Cerita Sedih Pekerja Perempuan, di Pabrik Busana Ivanka Trump

Fimela diperbarui 14 Jun 2017, 12:20 WIB

Siapa yang tak kenal dengan Ivanka Trump, ia adalah anak perempuan dari Presiden Amerika Serikat, Donald Trump. Sebagai pebisnis wanita, Ivanka menggeluti beberapa bidang, termasuk dunia fashion. Ia memiliki label fashion yang dinamakan sesuai namanya ‘Ivanka Trump’. Dan ternyata, pabrik busana mewah itu ada di Subang, Jawa Barat, Indonesia.

Sebuah media asing, The Guardian, melakukan sebuah investigasi dan berhasil mewawancarai beberapa pekerja di sana. Mengutip dari berita tersebut, Vemale.com merangkum beberapa hal.

Alia adalah salah satu pekerja yang berhasil di wawancara oleh The Guardian. Ia dan Ahmad suaminya, bekerja di PT. BUMA, pabrik busana yang memproduksi label Ivanka Trump. Bertahun-tahun Alia dan suami bekerja di pabrik tersebut, ia hanya mampu tinggal di kontrakan sederhana, dan sangat kecil. Alia bahkan terpaksa menitipkan anaknya di kampung bersama orang tuanya karena tempat tinggalnya saat ini tak cukup jika ditinggali bersama anak-anaknya. Ia hanya bisa mengunjungi buah hatinya sekali dalam sebulan, dengan catatan, ia dan suami mampu membeli bensin untuk motor mereka. Apalagi jarak tempat tinggal dan kampung Alila sangat jauh, butuh berjam-jam untuk sampai.

Alila dan suami mendapat gaji di batas terendah UMR Subang, yaitu Rp2,3 juta. Jangankan bermimpi untuk memiliki rumah sendiri, Alila mengaku, untuk hidup sehari-hari saja kadang tak cukup. Apalagi harga susu formula semakin lama semakin mahal. Ia terpaksa memberikan susu formula karena tak tinggal bersama anaknya.

Ironis ketika membaca bagaimana Ivanka menulis dalam bukunya “Women Who Work”, dimana di sana ia menyarankan para wanita untuk memiliki work,life, balanced. Alila pun sempat tertawa ketika membahas buku Ivanka. baginya, ia sudah sangat bersyukur bisa bertemu anaknya satu bulan sekali.

Kisah sedih tak hanya dialami Alila. Pekerja lain bernama Sita, 23 tahun mengaku sudah tak tahan bekerja di PT Buma. Pasalnya, ia dipaksa bekerja lembur tanpa bayaran. Praktik ini menurut keterangan beberapa bekerja, sangatlah lumrah. PT Buma sengaja mengatur target yang sangat tinggi (dan tidak masuk akal) untuk memaksa para karyawannya bekerja di luar jam kerja tanpa bayaran, sebagai hukumannya.
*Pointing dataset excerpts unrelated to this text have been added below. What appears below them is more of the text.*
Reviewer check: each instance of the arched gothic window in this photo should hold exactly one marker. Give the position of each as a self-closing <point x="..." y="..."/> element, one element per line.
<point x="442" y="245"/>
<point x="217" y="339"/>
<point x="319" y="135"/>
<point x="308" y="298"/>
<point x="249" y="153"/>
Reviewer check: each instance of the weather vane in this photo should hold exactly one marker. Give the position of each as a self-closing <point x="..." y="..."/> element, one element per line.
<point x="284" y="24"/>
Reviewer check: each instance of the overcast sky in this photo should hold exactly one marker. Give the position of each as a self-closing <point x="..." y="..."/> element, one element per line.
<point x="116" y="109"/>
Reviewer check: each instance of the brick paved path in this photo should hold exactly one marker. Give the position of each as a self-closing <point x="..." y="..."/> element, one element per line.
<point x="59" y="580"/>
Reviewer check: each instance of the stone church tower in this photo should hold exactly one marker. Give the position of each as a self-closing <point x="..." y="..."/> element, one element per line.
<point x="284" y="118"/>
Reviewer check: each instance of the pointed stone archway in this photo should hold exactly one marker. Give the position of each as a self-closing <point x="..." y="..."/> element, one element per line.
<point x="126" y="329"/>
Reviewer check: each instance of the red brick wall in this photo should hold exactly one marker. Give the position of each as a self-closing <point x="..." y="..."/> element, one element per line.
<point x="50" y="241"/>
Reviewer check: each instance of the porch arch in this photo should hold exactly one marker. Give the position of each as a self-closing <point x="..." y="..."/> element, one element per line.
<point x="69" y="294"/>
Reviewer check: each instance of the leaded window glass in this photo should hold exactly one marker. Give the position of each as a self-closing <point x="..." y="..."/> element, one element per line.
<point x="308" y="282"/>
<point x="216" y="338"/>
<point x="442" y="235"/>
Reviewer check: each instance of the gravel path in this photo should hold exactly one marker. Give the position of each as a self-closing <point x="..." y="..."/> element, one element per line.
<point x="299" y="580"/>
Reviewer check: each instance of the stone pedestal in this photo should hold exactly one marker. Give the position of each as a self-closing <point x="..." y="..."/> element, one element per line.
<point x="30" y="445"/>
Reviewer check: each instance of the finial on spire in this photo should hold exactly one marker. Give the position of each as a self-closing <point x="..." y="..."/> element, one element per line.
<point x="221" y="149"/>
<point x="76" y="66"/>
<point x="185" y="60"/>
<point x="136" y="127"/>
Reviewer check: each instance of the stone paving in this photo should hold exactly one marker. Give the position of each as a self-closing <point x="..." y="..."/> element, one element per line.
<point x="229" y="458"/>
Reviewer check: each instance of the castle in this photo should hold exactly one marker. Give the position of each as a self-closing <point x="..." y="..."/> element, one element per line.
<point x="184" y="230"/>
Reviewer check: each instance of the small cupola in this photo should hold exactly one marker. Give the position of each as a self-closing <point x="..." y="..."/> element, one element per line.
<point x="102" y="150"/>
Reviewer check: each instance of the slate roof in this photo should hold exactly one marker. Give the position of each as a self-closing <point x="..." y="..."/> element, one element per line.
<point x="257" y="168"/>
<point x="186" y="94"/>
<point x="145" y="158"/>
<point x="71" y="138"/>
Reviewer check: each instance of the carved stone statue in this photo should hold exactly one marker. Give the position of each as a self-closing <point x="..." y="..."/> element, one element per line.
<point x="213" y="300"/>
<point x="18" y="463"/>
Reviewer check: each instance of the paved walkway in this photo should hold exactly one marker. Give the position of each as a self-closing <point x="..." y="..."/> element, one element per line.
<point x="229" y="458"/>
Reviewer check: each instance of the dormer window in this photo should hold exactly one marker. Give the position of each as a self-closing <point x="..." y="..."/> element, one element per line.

“Mereka (manajemen) makin pintar, kartu akses kita tetap di-tap jam 16.00, sehingga tak ada bukti,” ujar Wildan salah satu pekerja. Yang tak kalah menyesakkan, PT.Buma seringkali melakukan PHK menjelang Ramadan, agar tak perlu membayarkan THR karyawan. Mereka akan mulai melakukan rekruitmen lagi setelah libur Lebaran.

Selain gaji yang sangat kecil, pekerja pabrik juga seringkali mendapatkan kekerasan verbal. “Nama-nama binatang, Bodoh, Monyet,” menurut Otang, karyawan lain, adalah kata-kata yang sering diuapkan manajemen kepada pekerjanya.

Menurut Organisasi Buruh International, upah buruh garment di Indonesia termasuk yang paling kecil. Memang kebutuhan rakyat terhadap lapangan pekerjaan sangatlah tinggi di sini.

“Dengan masalah kemiskinan di sini (indonesia), praktik-praktik ini menjadi legal, namun bukan berarti ini bermoral,” ujar Aktivis buruh asal Amerika yang sudah bertahun-tahun di Indonesia ‘Jim Keady.

Semoga saja nasib pekerja pabrik ini segera mendapat perhatian ya, Ladies.